天上天下第8巻
今では、格好いい男を描き、可愛くキレイで色気のある女性を描くことに定評のある大暮さんの『天上天下』第8巻です。
表紙は暗器使いの五十鈴です。表紙にばかり目がいきがちですが背表紙イラストもクオリティが高く、私的には背表紙のほうがクールで好きなんですけど。
因みに背表紙を担当するキャラは、ボブ牧原です。
さてさて中身の内容はと言いますと、冒頭で過去編が終わり、いよいよ現代編へと戻ってくるわけですが、話がノッていただけに少し残念な気がしました。
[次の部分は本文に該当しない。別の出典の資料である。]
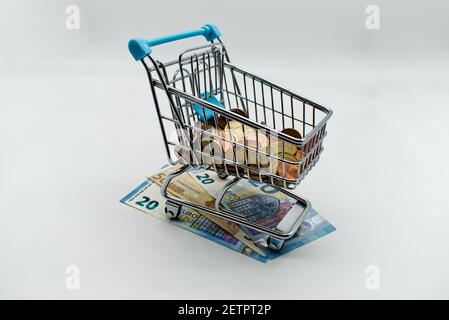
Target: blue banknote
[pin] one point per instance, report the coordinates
(147, 198)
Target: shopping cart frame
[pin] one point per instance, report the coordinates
(309, 144)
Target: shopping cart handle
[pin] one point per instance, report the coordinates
(140, 48)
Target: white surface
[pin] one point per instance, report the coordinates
(78, 134)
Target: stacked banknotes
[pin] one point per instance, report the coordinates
(202, 187)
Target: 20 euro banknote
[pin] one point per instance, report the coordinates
(147, 198)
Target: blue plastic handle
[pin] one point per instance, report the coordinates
(140, 48)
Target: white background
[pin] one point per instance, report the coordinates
(78, 130)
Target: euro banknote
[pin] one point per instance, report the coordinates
(147, 198)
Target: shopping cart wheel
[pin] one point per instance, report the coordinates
(222, 174)
(172, 210)
(275, 244)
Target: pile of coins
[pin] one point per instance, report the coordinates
(229, 144)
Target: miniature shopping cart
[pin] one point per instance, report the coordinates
(217, 116)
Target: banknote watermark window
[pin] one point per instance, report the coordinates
(72, 20)
(372, 281)
(72, 280)
(372, 21)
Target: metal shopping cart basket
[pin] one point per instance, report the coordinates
(233, 122)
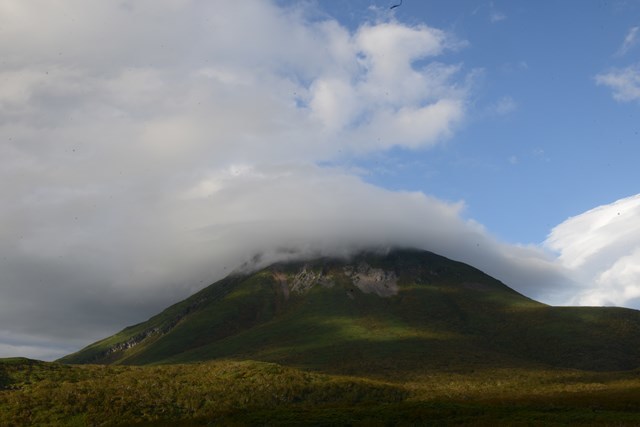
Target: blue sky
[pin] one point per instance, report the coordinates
(560, 146)
(148, 148)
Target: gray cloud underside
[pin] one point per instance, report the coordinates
(147, 149)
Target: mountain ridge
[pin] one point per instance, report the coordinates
(394, 311)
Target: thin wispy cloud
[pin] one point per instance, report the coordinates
(149, 148)
(624, 82)
(630, 41)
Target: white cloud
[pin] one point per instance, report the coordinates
(630, 40)
(147, 148)
(602, 249)
(625, 83)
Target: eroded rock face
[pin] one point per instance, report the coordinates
(373, 280)
(307, 278)
(363, 276)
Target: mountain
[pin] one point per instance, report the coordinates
(386, 313)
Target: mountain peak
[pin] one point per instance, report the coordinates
(401, 308)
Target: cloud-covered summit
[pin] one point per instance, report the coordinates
(148, 148)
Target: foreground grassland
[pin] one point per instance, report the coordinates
(258, 393)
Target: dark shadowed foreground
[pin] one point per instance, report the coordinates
(399, 338)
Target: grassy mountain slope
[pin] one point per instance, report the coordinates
(391, 314)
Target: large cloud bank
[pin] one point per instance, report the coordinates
(601, 248)
(148, 148)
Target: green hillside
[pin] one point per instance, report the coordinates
(391, 314)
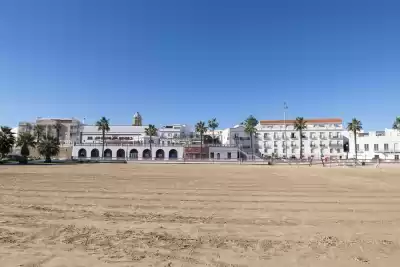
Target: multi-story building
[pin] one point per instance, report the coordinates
(321, 138)
(376, 144)
(69, 133)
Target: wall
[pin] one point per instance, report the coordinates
(127, 149)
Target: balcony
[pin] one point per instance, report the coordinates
(267, 137)
(336, 145)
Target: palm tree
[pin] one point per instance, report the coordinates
(7, 140)
(151, 131)
(250, 128)
(300, 125)
(212, 125)
(48, 147)
(58, 126)
(103, 125)
(26, 140)
(201, 128)
(354, 126)
(38, 131)
(396, 124)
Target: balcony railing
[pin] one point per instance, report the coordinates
(335, 144)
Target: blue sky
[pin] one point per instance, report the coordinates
(181, 61)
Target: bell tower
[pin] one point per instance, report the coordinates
(137, 119)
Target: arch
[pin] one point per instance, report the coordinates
(120, 153)
(108, 153)
(95, 153)
(133, 154)
(82, 153)
(173, 154)
(160, 154)
(146, 154)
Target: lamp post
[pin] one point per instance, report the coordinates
(285, 107)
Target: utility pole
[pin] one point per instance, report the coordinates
(285, 107)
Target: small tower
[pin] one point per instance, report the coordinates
(137, 119)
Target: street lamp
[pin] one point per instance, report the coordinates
(285, 107)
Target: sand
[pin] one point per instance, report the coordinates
(198, 215)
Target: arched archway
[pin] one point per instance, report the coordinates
(146, 154)
(95, 153)
(108, 153)
(120, 153)
(160, 154)
(173, 154)
(82, 153)
(133, 154)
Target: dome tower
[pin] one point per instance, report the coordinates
(137, 119)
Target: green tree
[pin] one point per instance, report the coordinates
(396, 124)
(7, 140)
(300, 125)
(103, 125)
(212, 125)
(26, 140)
(58, 126)
(201, 128)
(354, 126)
(48, 147)
(250, 128)
(151, 131)
(38, 131)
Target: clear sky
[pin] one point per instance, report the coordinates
(181, 61)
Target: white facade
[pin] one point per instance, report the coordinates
(376, 144)
(322, 138)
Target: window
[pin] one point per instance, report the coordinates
(386, 147)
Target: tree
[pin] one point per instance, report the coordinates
(38, 131)
(212, 125)
(201, 128)
(48, 147)
(26, 140)
(300, 125)
(103, 125)
(58, 126)
(396, 124)
(354, 126)
(250, 128)
(7, 140)
(151, 131)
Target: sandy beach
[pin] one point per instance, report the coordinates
(198, 215)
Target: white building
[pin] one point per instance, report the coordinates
(376, 144)
(125, 142)
(69, 132)
(322, 138)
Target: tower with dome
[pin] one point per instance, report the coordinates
(137, 119)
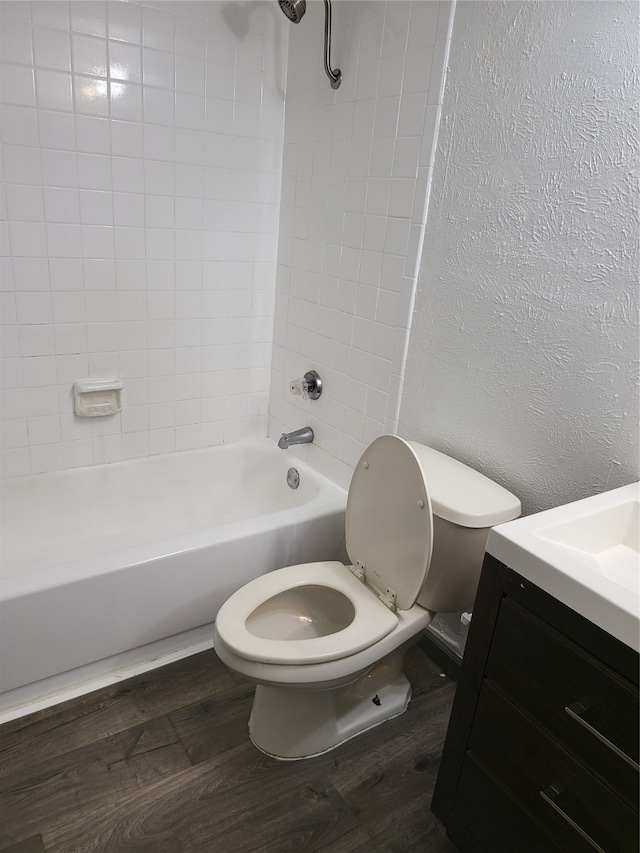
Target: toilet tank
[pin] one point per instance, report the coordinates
(465, 505)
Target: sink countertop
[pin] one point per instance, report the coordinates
(586, 554)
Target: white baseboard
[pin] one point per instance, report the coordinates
(85, 679)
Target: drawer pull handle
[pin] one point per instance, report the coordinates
(549, 799)
(575, 711)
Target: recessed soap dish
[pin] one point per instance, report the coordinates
(95, 398)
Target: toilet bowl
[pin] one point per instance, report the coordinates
(324, 642)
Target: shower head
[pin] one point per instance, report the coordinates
(293, 9)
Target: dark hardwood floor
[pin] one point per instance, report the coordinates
(162, 763)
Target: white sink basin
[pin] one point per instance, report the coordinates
(586, 554)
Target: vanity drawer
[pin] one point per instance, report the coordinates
(485, 810)
(586, 706)
(576, 811)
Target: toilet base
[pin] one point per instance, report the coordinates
(294, 723)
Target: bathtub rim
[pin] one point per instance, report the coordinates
(329, 498)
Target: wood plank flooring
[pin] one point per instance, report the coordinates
(162, 763)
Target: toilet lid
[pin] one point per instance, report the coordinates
(389, 523)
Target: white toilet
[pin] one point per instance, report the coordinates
(325, 642)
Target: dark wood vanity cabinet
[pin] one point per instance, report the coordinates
(541, 754)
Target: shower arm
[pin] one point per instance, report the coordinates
(335, 77)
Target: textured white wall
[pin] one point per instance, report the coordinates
(523, 351)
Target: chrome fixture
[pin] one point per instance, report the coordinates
(309, 387)
(299, 436)
(293, 478)
(294, 10)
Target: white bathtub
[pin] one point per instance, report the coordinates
(115, 569)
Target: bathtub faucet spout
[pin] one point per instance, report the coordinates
(299, 436)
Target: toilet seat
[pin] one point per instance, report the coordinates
(372, 620)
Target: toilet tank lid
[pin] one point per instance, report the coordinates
(461, 495)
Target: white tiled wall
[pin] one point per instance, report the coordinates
(142, 149)
(356, 177)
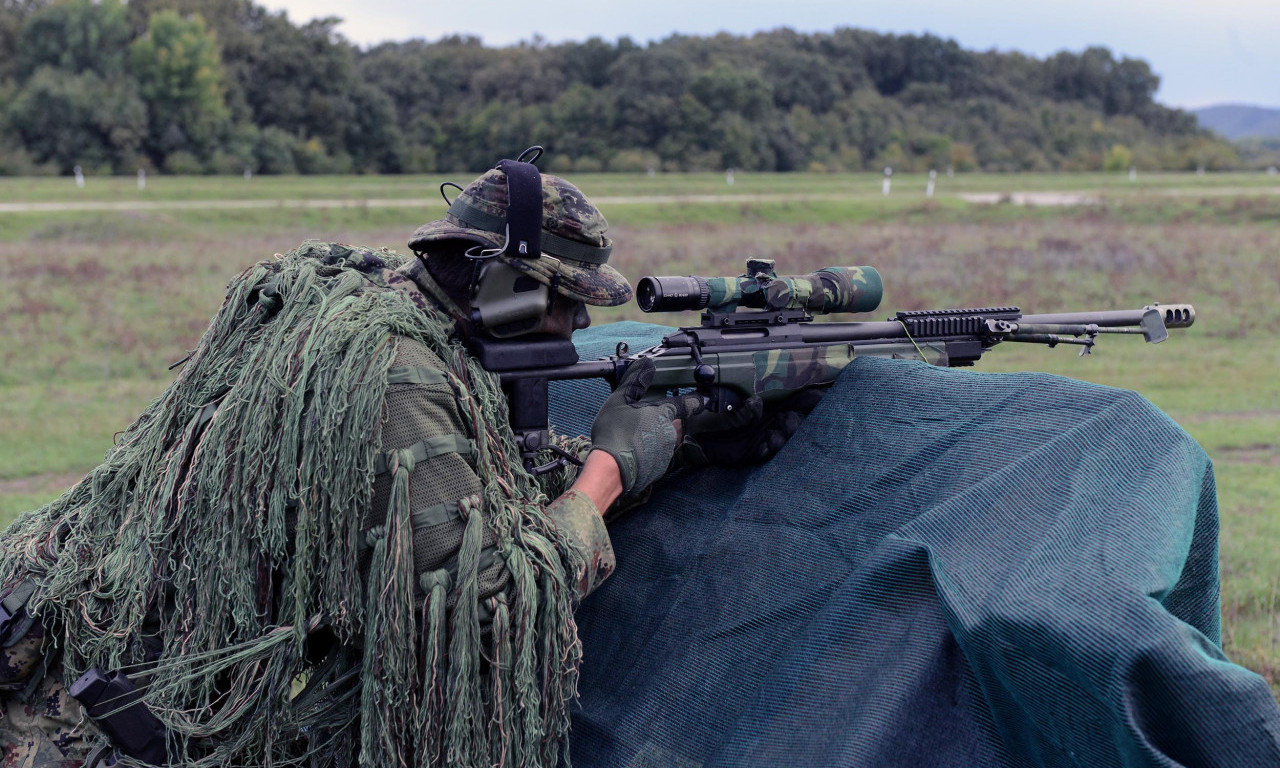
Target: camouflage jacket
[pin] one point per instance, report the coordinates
(423, 410)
凪が主人公の現代編を楽しむことが出来る自身がありません。この、でしゃばり野郎め。ってのが私が彼に抱く正直な感情です。
案の定、亜夜、真夜、雅孝、光臣の四人が話しをしているところに、どこからともなく凪は現れ話に割り込んできます。もうこのじてんで話は凪を中心に動いてます。
また不満の山が築き上げられていくのかと、思うと先が暗いです。いや、凪が好きな読者には面白いと思いますけどね。私は嫌いなんで。
それと現代編に戻って、不満がもう一つ。ヒロインが亜夜と真夜のダブルになるわけですが、出来れば他の女性ヒロインを用意するべきだと、
私個人では思いました。ヒロイン二人が凪ゾッコンで続けていくのは如何なモノかと。言います、主人公がモテモテで許せる読者は『感情移入』出来る人だけです。
主人公が嫌いな読者は『感情移入』出来ませんので、凪がヒロイン二人にモテても、正直『なんでこんなやつがこんなにモテるんだよ』と思うだけです。
凪を好きになる理由も説得力無く弱いことも大きな理由です。コレに関してはまさに『厨二病』って印象です。
天上天下は好き漫画の一つですが、主人公である凪は嫌いという不思議な漫画です。これから先望むのは雅孝の出番が増えることです。